CPU times: user 705 ms, sys: 0 ns, total: 705 ms
Wall time: 702 ms


False    295224
dtype: int64

In [16]:
# # Fetching redirected MBIDs.

# # in_for_redir = pd.Series(df['recording-MBID'].unique())
# in_for_redir = in_for_rec[out_for_rec]
# out_for_redir = MB_redirects.old.isin(in_for_redir)

# out_for_redir.value_counts()

## Checking if artist-MBIDs belong to artist ID.

In [17]:
# Checking if artist-MBIDs belong to artist ID.

input_artists = pd.Series(df['artist-MBID'].unique())

output = query_in(input_artists, MB_artist.gid)
output.value_counts()

True     30839
False     2597
dtype: int64

# Analysis Report

- **Total Input**:
    - Total Sample Size: 3,661,057 rows
    - Unique Rows: 381145
    - Number of NOT-null rows in artist-MBID = 98.87100911021052
    - Number of NOT-null rows in recording-MBID = 100.0
    - Number of NOT-null rows in release-MBID = 75.44897552810568


- **Number of rec-MBIDs in track-MBID**:
    - Total Input: 381145
    - False: 100%
    (no rec-MBID was found in the track-MBID)

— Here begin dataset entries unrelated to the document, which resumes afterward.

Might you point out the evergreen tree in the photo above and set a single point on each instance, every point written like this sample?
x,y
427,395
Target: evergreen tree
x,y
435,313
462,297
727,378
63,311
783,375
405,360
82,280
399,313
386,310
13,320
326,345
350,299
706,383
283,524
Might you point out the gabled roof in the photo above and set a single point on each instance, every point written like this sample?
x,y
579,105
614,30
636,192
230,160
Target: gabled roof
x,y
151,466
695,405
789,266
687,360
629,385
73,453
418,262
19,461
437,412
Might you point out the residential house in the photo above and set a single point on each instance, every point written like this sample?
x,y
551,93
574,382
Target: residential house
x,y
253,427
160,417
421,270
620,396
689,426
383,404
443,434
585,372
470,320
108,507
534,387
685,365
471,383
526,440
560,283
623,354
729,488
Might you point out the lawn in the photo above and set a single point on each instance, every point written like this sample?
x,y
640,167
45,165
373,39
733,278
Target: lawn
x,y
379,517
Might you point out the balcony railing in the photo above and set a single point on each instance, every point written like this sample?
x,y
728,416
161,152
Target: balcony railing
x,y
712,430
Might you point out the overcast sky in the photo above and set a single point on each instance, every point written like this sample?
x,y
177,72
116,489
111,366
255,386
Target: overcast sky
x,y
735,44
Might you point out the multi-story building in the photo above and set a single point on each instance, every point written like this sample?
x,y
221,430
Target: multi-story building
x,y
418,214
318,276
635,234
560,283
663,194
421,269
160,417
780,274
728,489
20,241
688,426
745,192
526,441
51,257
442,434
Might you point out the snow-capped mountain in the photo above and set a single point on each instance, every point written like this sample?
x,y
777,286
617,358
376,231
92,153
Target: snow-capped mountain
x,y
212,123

- **Number of rec-MBIDs in recording-MBID**:
    - Total Input: 381145
    - (True, False) = (295224, 85921)
    - i.e. 77.457% rec-MBIDs belong to the recording-MBID table.


- **Number of UNKNOWN rec-MBIDs in redirected-MBID**:
    - Note: "UNKNOWN rec-MBIDs" = rec-MBIDs from the MLHD that were NOT found in the MB recording table.
    - Total Input: 85921 rows
    - (True, False): (84773, 1148)
    - i.e. 98.66% of UNKNOWN rec-MBIDs have corresponding redirects.


- **Number of KNOWN rec-MBIDs in redirected-MBID**:
    - Note: "KNOWN rec-MBIDs" = rec-MBIDs from the MLHD that were found in the MB recording table.
    - Total Input = 295224 rows
    - False = 295224 rows
    - i.e. 100% KNOWN rec-MBIDs don't have any redirects.


- **Number of rec-MBIDs in canonical-MBID table**:
    - _pending_


- **Number of artist-MBIDs in MB artist table**:
    - Total Input: 33436
    - True, False = (30839, 2597)
    - i.e. 92.23% artist-MBIDs exist in the MB artist table.